The Tender Hook is a 2008 Australian film noir directed by Jonathan Ogilvie and starring Hugo Weaving, Rose Byrne and Matthew Le Nevez. The film was retitled The Boxer and the Bombshell for its North American DVD release.

==Plot synopsis==
The film tells the story of a love triangle set in a stylised version of Sydney's criminal/boxing underworld in the 1920s. The story is about Iris' rise to the apex of a love/power triangle that includes her English con man, lover, McHeath, and Art an honest, young boxer. Within the flawed moral landscape each character struggles to establish their sovereignty.

==Cast==
- Hugo Weaving as McHeath
- Rose Byrne as Iris
- Matt Le Nevez as Art Walker
- Pia Miranda as Daisy
- Luke Carroll as Alby "Othello" O'Shea
- John Batchelor as Ronnie
- Tyler Coppin as Donnie

==Production==
The Tender Hook is the second feature by writer/director Jonathan Ogilvie, and stars Hugo Weaving, Rose Byrne, and Matt Le Nevez.

Producers are Michelle Harrison and John Brousek.

The crew includes: director of photography, Geoffery Simpson; editor, Ken Sallows; production designer, Peter Baxter; costume designer, Cappi Ireland and composition of the score by Chris Abrahams from The Necks.

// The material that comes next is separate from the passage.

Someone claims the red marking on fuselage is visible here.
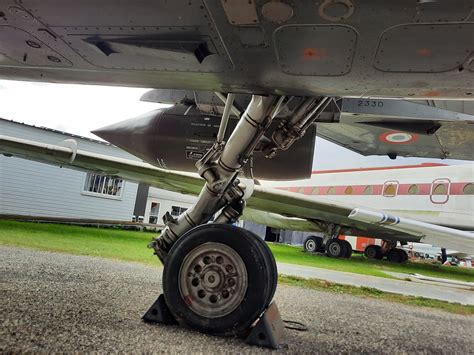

The film was financed by the Film Finance Corporation Australia, and Parkland Pictures (UK), with support from Film Victoria. Parkland Pictures (UK) handled international sales, with Icon Films distributing in Australasia.

==Reception==
The film was not a box-office success, earning only $64,232 against its $7 million budget.

Critics gave the film negative to average reviews. David Stratton and Margaret Pomeranz both gave the film 3 out of 5 stars, with Stratton explaining the film has "some very strong elements... [but] never really works as a thriller or as a romance".